Statistical analysis

The significance of differences in individual subtypes between patients and controls was assessed by Fisher exact test for small numbers [12] and with Bonferroni correction. Odds ratios (OR) and 95% confidence intervals (CI) were computed by standard methods [12].

Results

Typing of all sixteen alleles DRB1were investigated (Table1). The frequency of HLA-DRB1 *04 (OR 11.24; p < 0.007) and HLA-DRB1 *17(03) (OR 8.05; p < 0.033) were increased in the Lyme disease patients compared with the control groups. The frequency of allele DRB1*13 (OR 0.12; p < 0.017) was lower in Borreliosis patients and higher in controls. After Bonferroni adjustment the difference was no significant when pc-value was 0.106, 0.415, and 0.239 (respectively) (Table1).

Table 1. The frequency of DRB1* alleles studied in-patients and healthy controls from Latvia

Further we focused on the HLA DQA1 and HLA-DQB1 genotyping. HLA-DQA1 typing for DQA1* 0101, *0102, *0103, *0201, *0301, *0501, *0401/*0601; and HLA-DQB1 typing for DQB1* 0201, *0301, *0302, *0303, *0304, *0305, *0501, *0601, *0602/*0608 alleles were studied also. We did not detect significant differences in frequencies of HLA-DQ alleles. Although, the HLA-DQA1*0501(OR 3.77; p < 0.243), and DQB1*0201(OR 3.22; p < 0.151) were increased in patients compared with the control groups, but the difference was no significant (data not shown).

Discussion

Lyme disease is a multi-faceted illness, initiated upon infection with the spirochete Borrelia burgdorferi. One manifestation of the disease is arthritis, which can result in chronic arthritis in a small subset of exposed individuals [13]. The prevalence of HLA-DR4 related alleles in these patients is an indication of an autoimmune process [13,14].

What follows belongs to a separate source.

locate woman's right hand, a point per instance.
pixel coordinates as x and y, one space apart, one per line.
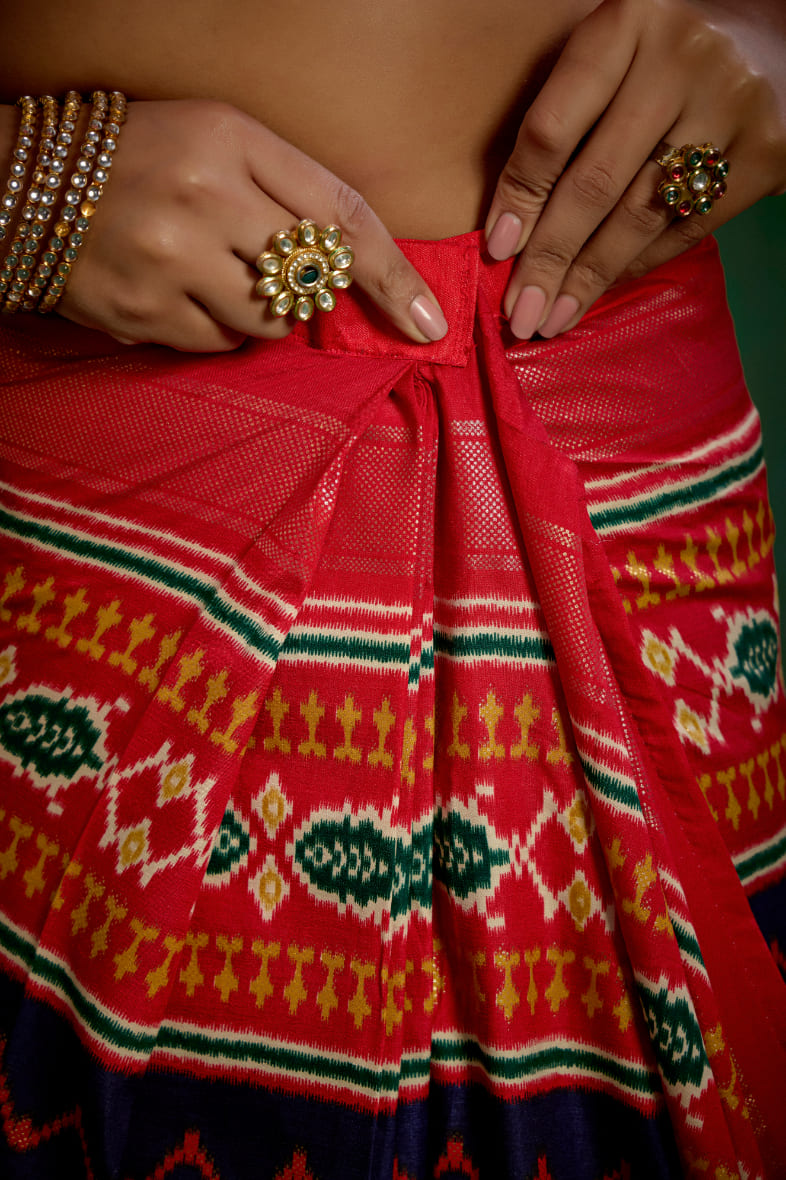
196 192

Many autoimmune diseases are linked to variants of HLA genes such as those encoding the MHC class II complex [15]. Chronic Lyme arthritis is associated with MHC class II variants that are able to bind to fragments of the Borrelia burgdorferi protein OspA (outer surface protein A) encompassing amino acid residues 165 through 173. Antigen-presenting cells whose MHC class II molecules display OspA165-173 peptides on their surface stimulate T cells that recognize the OspA peptide [16,17].

The first hypothesis that Lyme arthritis may have an autoimmune component is the demonstration of its association with the HLA–DR4 and HLA–DR2 alleles [14,18]. Patients who have HLA–DRB molecules that bind an epitope of Borrelia burgdorferi outer surface protein A (OspA163–175) are more likely to have chronic arthritis than are patients with other DRB molecules [19,20]. Molecular techniques have identified the OspA163–175–binding molecules as the rheumatoid arthritis (RA) alleles (DRB1*0401, *0404, *0405, *0101, *0102) [21,22] and the DRB5*0101 allele linked to DRB1*1501 (the former DR2 allele) [22]. Moreover, patients with chronic arthritis often have T cell recognition of OspA163–175 [23,24]. In other words, simply the presence of the DR4 allele was enough to trigger an inflammatory immune response.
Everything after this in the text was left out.